Il est possible que vous ne puissiez pas faire d'estimations statistiques en vous basant sur un sous-échantillon de quarante personnes. Même avec deux cents personnes, la marge statistique d'erreur risque d'être si élevée que les prévisions au sujet des électeurs de couleur ne seraient pas très utiles pour élaborer un programme éducatif destiné à ces communautés. Cela devient d'autant plus important si on veut examiner les différences entre les hommes et les femmes, entre les citadins et les campagnards, ou entre les partisans de différents partis, et ce, à l'intérieur des sous-échantillons des personnes de couleur et de descendance indienne. Le nombre de personnes qui participent au sondage dans ces sous-échantillons serait extrêmement petit.
Par conséquent, on pourrait « suréchantilloner » ces petits groupes. Même si on sait qu'un petit groupe ne mériterait que 40 entrevues afin que tout demeure proportionnel, on pourrait décider d'effectuer 100 entrevues afin d'obtenir des renseignements plus fiables. Une fois que les données sont recueillies, on peut corriger la disproportion de notre échantillon en pondérant les 100 entrevues à la baisse appropriée, afin qu'elles représentent la proportion juste de l'échantillon au complet.
La pondération est aussi utile quant à d'autres attributs démographiques pour lesquels les renseignements existent, mais sur lesquels on ne saura pas comment les personnes se classent avant qu'elles n'ouvrent la porte. Par exemple, il se peut que l'on sache combien d'hommes et de femmes il y a dans la population choisie et le nombre de personnes dans chacun des sous-groupes d'éducation. Toutefois, il est possible qu'on ne puisse pas stratifier l'échantillon selon ces traits a priori, car on ne saura pas si les personnes sont des hommes ou des femmes ni quel niveau d'éducation elles possèdent avant qu'elles n'ouvrent la porte.

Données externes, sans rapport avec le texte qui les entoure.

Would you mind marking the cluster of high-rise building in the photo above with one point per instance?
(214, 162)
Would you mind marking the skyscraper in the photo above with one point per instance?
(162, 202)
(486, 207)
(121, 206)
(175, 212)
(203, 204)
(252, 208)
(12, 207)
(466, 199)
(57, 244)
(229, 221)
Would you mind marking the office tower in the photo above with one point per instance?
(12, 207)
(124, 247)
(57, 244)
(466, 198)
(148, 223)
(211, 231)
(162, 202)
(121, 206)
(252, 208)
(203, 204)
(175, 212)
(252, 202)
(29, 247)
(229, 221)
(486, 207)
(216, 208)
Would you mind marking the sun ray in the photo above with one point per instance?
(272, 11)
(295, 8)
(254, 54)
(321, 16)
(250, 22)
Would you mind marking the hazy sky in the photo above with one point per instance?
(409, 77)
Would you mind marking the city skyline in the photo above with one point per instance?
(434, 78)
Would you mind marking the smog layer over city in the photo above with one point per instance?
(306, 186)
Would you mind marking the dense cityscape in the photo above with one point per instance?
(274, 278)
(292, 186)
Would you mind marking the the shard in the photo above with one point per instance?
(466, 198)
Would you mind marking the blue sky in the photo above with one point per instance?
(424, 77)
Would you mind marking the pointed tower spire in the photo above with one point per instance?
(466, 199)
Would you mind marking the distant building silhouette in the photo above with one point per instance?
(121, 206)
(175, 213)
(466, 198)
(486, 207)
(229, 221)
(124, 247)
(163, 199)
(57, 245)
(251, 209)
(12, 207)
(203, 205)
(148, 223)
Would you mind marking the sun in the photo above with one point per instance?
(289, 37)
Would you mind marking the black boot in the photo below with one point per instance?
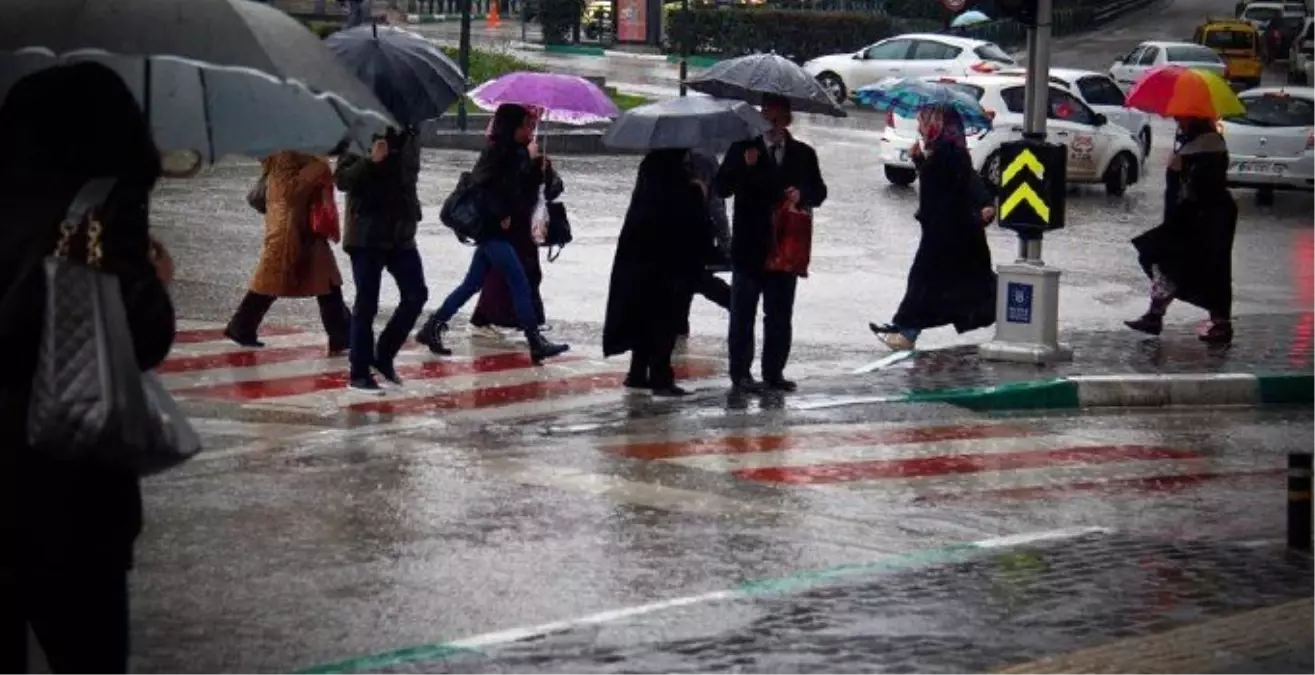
(431, 336)
(541, 349)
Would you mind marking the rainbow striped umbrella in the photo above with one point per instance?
(1174, 91)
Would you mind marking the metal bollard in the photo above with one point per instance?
(1299, 501)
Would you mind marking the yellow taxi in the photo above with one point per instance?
(1239, 44)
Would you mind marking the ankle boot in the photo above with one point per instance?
(1148, 323)
(541, 349)
(431, 336)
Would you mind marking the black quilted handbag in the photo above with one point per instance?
(90, 403)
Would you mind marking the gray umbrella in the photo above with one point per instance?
(218, 76)
(694, 121)
(748, 78)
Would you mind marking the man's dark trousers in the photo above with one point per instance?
(777, 294)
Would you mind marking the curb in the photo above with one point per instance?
(1128, 391)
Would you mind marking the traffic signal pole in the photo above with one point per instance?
(1032, 184)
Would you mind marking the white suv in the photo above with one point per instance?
(1099, 151)
(911, 55)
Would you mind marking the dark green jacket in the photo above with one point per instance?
(383, 208)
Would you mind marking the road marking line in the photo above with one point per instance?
(800, 580)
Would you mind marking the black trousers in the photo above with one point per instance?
(79, 617)
(710, 287)
(333, 313)
(650, 361)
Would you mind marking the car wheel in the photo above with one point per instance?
(1118, 175)
(992, 170)
(834, 86)
(901, 176)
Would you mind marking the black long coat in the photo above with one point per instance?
(951, 280)
(1193, 246)
(660, 254)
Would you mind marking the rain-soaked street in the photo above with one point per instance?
(492, 516)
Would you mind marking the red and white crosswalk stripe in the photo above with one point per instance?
(487, 379)
(1007, 461)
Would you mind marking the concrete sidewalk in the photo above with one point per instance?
(1269, 362)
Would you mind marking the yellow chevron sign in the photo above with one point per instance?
(1022, 194)
(1025, 159)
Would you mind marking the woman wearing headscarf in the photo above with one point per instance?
(495, 307)
(660, 255)
(67, 529)
(505, 171)
(1189, 255)
(295, 259)
(951, 280)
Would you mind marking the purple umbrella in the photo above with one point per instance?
(567, 99)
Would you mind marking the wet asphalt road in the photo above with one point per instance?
(292, 544)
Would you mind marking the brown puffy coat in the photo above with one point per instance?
(293, 261)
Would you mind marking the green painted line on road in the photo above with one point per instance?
(575, 50)
(796, 582)
(1048, 394)
(1291, 387)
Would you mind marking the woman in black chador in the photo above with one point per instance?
(660, 255)
(1189, 255)
(951, 280)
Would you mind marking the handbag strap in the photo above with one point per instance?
(88, 198)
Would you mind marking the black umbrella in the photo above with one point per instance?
(409, 74)
(752, 76)
(213, 32)
(694, 121)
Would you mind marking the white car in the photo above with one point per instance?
(1099, 151)
(1272, 145)
(1148, 55)
(1103, 95)
(909, 55)
(1301, 59)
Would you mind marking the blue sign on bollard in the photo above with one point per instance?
(1018, 304)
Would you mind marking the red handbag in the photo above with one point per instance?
(792, 241)
(324, 215)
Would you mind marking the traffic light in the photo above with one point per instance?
(1021, 11)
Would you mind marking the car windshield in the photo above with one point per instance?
(1276, 111)
(1230, 40)
(990, 51)
(1190, 54)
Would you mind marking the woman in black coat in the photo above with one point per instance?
(69, 528)
(1189, 255)
(951, 280)
(505, 174)
(660, 257)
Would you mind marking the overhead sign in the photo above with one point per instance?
(1032, 183)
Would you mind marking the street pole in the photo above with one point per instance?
(1028, 292)
(463, 59)
(684, 46)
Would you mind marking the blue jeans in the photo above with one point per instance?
(777, 294)
(367, 270)
(500, 255)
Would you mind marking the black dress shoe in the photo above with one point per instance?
(746, 386)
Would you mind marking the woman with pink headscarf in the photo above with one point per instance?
(951, 280)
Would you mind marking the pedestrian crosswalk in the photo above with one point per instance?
(485, 378)
(950, 462)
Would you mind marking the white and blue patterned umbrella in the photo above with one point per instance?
(909, 95)
(968, 19)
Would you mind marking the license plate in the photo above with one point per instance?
(1260, 167)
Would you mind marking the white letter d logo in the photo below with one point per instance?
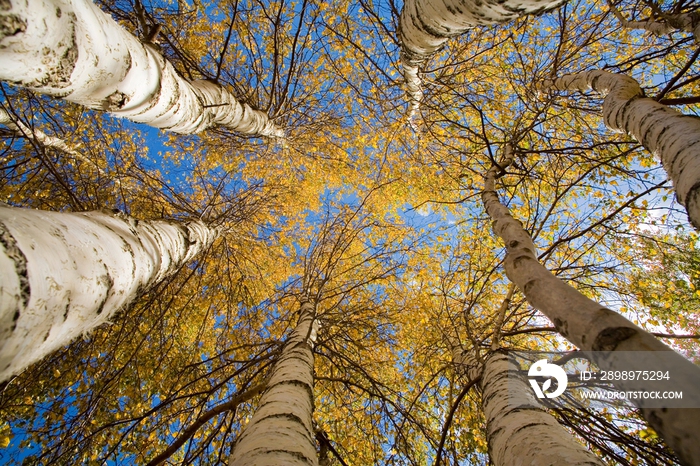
(543, 369)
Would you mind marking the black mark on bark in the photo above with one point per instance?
(608, 339)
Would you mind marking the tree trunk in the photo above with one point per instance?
(668, 134)
(281, 430)
(688, 22)
(72, 50)
(426, 25)
(519, 430)
(593, 327)
(45, 140)
(63, 274)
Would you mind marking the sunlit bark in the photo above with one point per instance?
(63, 274)
(668, 134)
(593, 327)
(72, 50)
(519, 430)
(426, 25)
(281, 431)
(688, 22)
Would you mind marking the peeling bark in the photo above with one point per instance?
(63, 274)
(281, 430)
(518, 428)
(668, 134)
(593, 327)
(72, 50)
(425, 26)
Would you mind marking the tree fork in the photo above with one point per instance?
(63, 274)
(593, 327)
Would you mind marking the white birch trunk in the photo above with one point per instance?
(63, 274)
(688, 22)
(668, 134)
(593, 327)
(70, 49)
(520, 432)
(280, 432)
(425, 26)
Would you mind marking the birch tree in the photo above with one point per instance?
(42, 138)
(668, 134)
(518, 428)
(426, 25)
(281, 430)
(591, 326)
(64, 274)
(73, 51)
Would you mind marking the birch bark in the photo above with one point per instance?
(593, 327)
(70, 49)
(425, 26)
(688, 22)
(519, 430)
(63, 274)
(281, 430)
(668, 134)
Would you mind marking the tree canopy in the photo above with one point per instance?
(367, 204)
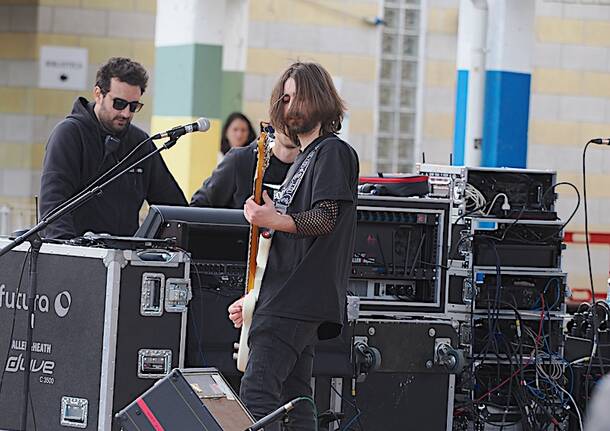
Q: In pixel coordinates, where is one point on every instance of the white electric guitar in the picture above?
(258, 252)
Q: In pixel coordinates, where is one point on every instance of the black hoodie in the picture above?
(77, 153)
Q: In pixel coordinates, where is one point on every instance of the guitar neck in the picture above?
(258, 198)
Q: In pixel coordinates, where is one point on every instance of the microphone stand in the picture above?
(32, 236)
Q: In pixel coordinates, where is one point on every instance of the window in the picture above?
(398, 78)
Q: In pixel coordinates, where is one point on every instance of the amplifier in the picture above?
(503, 192)
(399, 255)
(107, 325)
(476, 290)
(187, 400)
(516, 244)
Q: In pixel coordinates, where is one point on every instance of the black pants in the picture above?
(279, 369)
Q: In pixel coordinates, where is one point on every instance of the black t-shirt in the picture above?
(306, 277)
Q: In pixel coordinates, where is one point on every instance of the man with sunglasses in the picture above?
(92, 139)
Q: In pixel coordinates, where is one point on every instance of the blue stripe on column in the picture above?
(505, 120)
(461, 104)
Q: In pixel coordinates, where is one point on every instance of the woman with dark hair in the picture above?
(237, 132)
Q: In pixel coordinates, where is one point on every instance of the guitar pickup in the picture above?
(152, 294)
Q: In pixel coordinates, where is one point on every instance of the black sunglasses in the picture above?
(120, 104)
(284, 98)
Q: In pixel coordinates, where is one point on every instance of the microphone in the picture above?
(272, 417)
(601, 141)
(201, 125)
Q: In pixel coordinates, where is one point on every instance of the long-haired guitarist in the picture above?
(303, 292)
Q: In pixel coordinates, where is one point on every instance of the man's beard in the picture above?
(109, 124)
(299, 124)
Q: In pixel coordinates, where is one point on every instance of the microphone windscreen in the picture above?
(203, 124)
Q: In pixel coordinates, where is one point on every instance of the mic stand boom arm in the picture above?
(32, 236)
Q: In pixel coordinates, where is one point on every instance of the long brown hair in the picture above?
(316, 97)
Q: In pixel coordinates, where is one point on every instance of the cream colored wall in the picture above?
(28, 113)
(331, 32)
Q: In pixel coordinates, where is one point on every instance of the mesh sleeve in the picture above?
(318, 221)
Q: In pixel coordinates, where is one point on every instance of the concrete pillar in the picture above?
(196, 77)
(510, 43)
(470, 92)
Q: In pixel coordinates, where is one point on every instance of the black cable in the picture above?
(106, 174)
(10, 339)
(593, 316)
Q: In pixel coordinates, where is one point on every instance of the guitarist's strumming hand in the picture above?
(266, 215)
(235, 311)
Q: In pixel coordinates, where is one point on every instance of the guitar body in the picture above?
(250, 301)
(258, 252)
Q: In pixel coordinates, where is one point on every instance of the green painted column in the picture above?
(196, 77)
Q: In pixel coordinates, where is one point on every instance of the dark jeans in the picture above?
(279, 369)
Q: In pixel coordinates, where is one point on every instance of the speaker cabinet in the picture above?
(187, 399)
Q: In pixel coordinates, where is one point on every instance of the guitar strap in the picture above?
(290, 185)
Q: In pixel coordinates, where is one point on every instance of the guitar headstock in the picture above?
(269, 141)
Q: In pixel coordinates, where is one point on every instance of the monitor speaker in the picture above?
(187, 399)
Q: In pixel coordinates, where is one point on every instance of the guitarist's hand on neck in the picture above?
(266, 215)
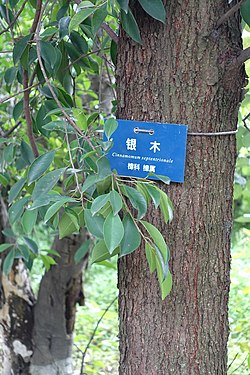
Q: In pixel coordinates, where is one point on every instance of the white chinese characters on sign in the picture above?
(148, 168)
(155, 146)
(131, 144)
(133, 167)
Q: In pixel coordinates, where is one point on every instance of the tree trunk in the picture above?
(184, 73)
(37, 334)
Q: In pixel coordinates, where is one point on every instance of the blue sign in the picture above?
(141, 148)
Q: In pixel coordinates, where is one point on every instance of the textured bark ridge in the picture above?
(183, 73)
(37, 334)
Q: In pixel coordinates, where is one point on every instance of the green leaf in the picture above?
(99, 252)
(26, 152)
(154, 193)
(68, 224)
(82, 251)
(99, 203)
(48, 261)
(132, 238)
(113, 231)
(79, 42)
(164, 179)
(3, 180)
(8, 262)
(8, 153)
(46, 183)
(161, 266)
(89, 182)
(16, 209)
(157, 239)
(103, 168)
(56, 207)
(94, 224)
(150, 255)
(154, 8)
(16, 189)
(29, 220)
(110, 127)
(59, 125)
(19, 48)
(137, 200)
(5, 246)
(166, 286)
(63, 26)
(115, 201)
(245, 11)
(39, 166)
(129, 24)
(124, 5)
(48, 53)
(166, 207)
(99, 17)
(79, 17)
(18, 110)
(10, 75)
(31, 244)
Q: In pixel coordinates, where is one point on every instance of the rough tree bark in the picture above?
(184, 72)
(37, 333)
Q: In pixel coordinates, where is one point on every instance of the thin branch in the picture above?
(244, 120)
(229, 13)
(9, 132)
(236, 355)
(110, 32)
(27, 114)
(7, 98)
(93, 334)
(37, 16)
(14, 20)
(38, 49)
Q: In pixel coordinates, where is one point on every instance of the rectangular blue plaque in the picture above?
(141, 148)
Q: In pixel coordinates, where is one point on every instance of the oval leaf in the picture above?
(46, 183)
(137, 200)
(157, 239)
(94, 224)
(129, 24)
(16, 189)
(79, 17)
(115, 201)
(39, 166)
(113, 231)
(132, 238)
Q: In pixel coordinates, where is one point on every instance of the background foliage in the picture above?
(68, 63)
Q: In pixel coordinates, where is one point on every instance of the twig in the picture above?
(244, 120)
(229, 13)
(93, 334)
(14, 20)
(236, 355)
(38, 49)
(9, 132)
(8, 20)
(110, 32)
(27, 114)
(18, 93)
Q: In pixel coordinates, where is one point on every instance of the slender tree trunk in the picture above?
(36, 335)
(183, 73)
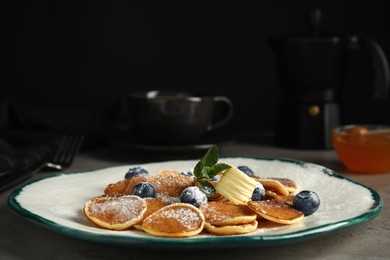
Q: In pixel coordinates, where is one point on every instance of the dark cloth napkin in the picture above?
(22, 153)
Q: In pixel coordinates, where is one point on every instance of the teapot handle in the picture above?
(379, 64)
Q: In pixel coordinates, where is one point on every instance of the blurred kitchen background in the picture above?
(69, 65)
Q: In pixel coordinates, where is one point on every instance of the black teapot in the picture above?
(312, 70)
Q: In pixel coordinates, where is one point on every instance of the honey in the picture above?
(363, 149)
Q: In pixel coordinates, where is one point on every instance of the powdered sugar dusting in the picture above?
(117, 209)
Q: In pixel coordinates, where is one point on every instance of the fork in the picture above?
(68, 147)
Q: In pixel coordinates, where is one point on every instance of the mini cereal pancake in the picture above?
(227, 213)
(276, 211)
(175, 220)
(288, 199)
(116, 189)
(166, 185)
(115, 212)
(153, 204)
(168, 172)
(231, 229)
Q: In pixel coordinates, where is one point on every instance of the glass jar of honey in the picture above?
(363, 148)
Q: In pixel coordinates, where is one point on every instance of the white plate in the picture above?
(56, 203)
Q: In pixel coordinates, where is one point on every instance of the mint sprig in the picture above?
(207, 168)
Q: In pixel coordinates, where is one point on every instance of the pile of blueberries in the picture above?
(305, 201)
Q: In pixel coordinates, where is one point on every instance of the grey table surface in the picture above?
(21, 239)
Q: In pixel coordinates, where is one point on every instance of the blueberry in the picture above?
(135, 171)
(258, 193)
(189, 174)
(245, 169)
(215, 178)
(144, 190)
(193, 195)
(307, 202)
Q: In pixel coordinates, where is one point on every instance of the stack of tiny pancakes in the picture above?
(166, 216)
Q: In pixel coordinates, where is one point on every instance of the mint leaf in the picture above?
(217, 168)
(207, 168)
(207, 188)
(198, 170)
(205, 172)
(211, 157)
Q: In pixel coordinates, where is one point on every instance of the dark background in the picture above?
(70, 64)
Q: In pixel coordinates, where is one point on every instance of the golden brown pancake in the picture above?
(175, 220)
(231, 229)
(223, 213)
(166, 185)
(115, 212)
(153, 204)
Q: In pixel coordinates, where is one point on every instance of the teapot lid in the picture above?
(314, 31)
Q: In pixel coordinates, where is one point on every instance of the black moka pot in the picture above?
(312, 71)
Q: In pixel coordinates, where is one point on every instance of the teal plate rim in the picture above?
(214, 242)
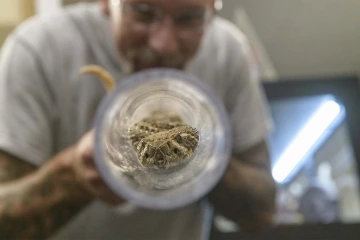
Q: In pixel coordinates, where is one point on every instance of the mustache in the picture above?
(149, 57)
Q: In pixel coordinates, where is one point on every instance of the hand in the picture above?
(87, 173)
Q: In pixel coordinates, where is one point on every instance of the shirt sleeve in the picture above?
(26, 105)
(247, 105)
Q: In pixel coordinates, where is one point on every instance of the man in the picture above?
(49, 185)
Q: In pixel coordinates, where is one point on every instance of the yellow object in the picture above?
(102, 74)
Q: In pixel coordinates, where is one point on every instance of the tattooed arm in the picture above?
(34, 203)
(246, 193)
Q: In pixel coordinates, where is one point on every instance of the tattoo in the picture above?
(35, 206)
(12, 168)
(246, 193)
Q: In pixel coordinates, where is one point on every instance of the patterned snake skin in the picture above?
(162, 139)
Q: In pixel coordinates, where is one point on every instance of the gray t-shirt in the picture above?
(46, 106)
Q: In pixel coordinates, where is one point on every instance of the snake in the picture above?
(161, 139)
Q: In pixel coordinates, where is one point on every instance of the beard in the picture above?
(145, 58)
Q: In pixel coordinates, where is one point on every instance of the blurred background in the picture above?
(293, 39)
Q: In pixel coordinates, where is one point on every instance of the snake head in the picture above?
(168, 148)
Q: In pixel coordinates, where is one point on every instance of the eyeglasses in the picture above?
(144, 18)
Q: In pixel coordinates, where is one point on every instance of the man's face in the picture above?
(158, 33)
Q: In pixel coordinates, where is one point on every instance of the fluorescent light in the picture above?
(305, 139)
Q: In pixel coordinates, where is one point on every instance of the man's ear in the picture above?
(105, 7)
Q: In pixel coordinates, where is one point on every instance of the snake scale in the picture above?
(160, 140)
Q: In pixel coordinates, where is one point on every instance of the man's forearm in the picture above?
(37, 205)
(246, 193)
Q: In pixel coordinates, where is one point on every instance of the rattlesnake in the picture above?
(161, 139)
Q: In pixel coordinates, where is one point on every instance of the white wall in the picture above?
(304, 37)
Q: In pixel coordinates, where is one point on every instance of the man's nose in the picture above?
(163, 39)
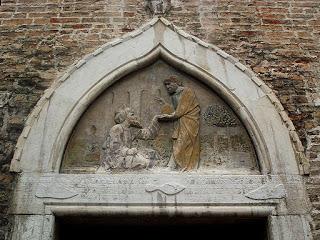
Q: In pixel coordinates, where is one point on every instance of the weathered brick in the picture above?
(279, 40)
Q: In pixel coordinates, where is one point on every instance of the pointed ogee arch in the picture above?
(41, 145)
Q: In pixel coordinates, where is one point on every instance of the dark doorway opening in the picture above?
(159, 227)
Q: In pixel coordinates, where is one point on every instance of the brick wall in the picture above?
(279, 40)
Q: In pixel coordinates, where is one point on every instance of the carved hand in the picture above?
(160, 100)
(132, 151)
(165, 117)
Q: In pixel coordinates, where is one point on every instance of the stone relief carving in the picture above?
(216, 115)
(118, 152)
(185, 112)
(267, 191)
(55, 191)
(186, 127)
(167, 188)
(158, 7)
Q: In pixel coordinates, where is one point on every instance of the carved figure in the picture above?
(185, 112)
(118, 152)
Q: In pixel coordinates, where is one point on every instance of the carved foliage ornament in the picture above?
(158, 7)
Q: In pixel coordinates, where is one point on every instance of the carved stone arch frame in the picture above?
(40, 147)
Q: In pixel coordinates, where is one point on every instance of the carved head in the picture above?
(128, 116)
(172, 83)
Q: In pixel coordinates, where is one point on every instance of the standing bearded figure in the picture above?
(185, 112)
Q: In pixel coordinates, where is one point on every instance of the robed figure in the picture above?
(185, 112)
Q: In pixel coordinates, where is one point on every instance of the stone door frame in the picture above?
(282, 162)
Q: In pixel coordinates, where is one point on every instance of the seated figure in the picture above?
(118, 152)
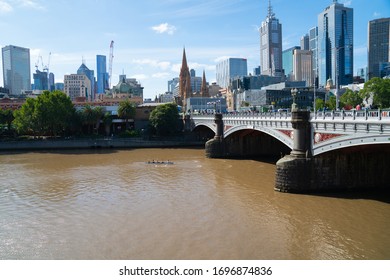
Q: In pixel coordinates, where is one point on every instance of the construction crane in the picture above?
(46, 68)
(110, 62)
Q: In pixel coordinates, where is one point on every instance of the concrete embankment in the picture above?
(95, 143)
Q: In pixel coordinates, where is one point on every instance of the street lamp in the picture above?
(294, 106)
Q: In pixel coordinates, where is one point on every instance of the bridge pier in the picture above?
(215, 148)
(362, 167)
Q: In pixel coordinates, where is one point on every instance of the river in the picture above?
(110, 204)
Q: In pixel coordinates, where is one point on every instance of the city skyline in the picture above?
(150, 35)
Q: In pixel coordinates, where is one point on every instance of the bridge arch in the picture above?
(251, 142)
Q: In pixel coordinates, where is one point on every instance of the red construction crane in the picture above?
(110, 61)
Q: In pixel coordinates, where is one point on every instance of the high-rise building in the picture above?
(16, 69)
(313, 46)
(305, 42)
(288, 62)
(335, 44)
(302, 67)
(102, 75)
(378, 46)
(229, 69)
(84, 70)
(78, 87)
(271, 45)
(184, 81)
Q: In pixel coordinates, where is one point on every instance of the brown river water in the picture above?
(110, 204)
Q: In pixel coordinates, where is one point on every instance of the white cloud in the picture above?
(164, 28)
(5, 7)
(163, 75)
(164, 65)
(31, 4)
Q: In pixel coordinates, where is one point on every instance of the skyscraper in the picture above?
(229, 69)
(378, 45)
(16, 69)
(288, 62)
(335, 44)
(271, 45)
(102, 75)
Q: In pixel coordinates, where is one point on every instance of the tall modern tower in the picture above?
(229, 69)
(378, 46)
(102, 75)
(271, 45)
(335, 45)
(16, 69)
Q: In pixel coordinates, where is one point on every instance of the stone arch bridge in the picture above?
(326, 150)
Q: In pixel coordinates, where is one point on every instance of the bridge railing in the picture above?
(353, 115)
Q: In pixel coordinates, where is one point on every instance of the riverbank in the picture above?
(104, 143)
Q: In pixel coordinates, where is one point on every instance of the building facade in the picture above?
(378, 46)
(84, 70)
(335, 44)
(102, 75)
(229, 69)
(16, 69)
(271, 61)
(302, 66)
(78, 87)
(288, 62)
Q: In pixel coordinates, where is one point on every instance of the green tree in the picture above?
(379, 89)
(350, 99)
(331, 103)
(25, 118)
(164, 119)
(126, 111)
(49, 114)
(6, 117)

Une fois que l'échantillon est établi, on n'a qu'à le comparer à la population véritable en tenant compte de la démographie d'où viennent nos renseignements. Ensuite, on doit pondérer de façon appropriée. Supposons qu'on interviewe proportionnellement deux fois autant de femmes qu'il y en a dans la population, il faudrait pondérer à la baisse de moitié chaque femme de l'échantillon, afin de ramener la proportion des femmes dans l'échantillon à la véritable proportion.
L'élaboration d'échantillons est un élément clé pour déterminer le coût d'un sondage. Les échantillons qui nécessitent une proportion élevée de personnes en milieu rural ont tendance à être assez dispendieux, étant donné les coûts relatifs aux déplacements des intervieweurs dans les régions éloignées.
Le fait d'effectuer des sondages en utilisant des échantillons représentatifs à l'échelle nationale requiert une infrastructure et un personnel considérables. Par conséquent, même s'ils sont en mesure de concevoir un projet de telle envergure et d'en analyser les résultats, la plupart des organismes non gouvernementaux vont tout de même retenir des sous-traitants professionnels pour effectuer les entrevues.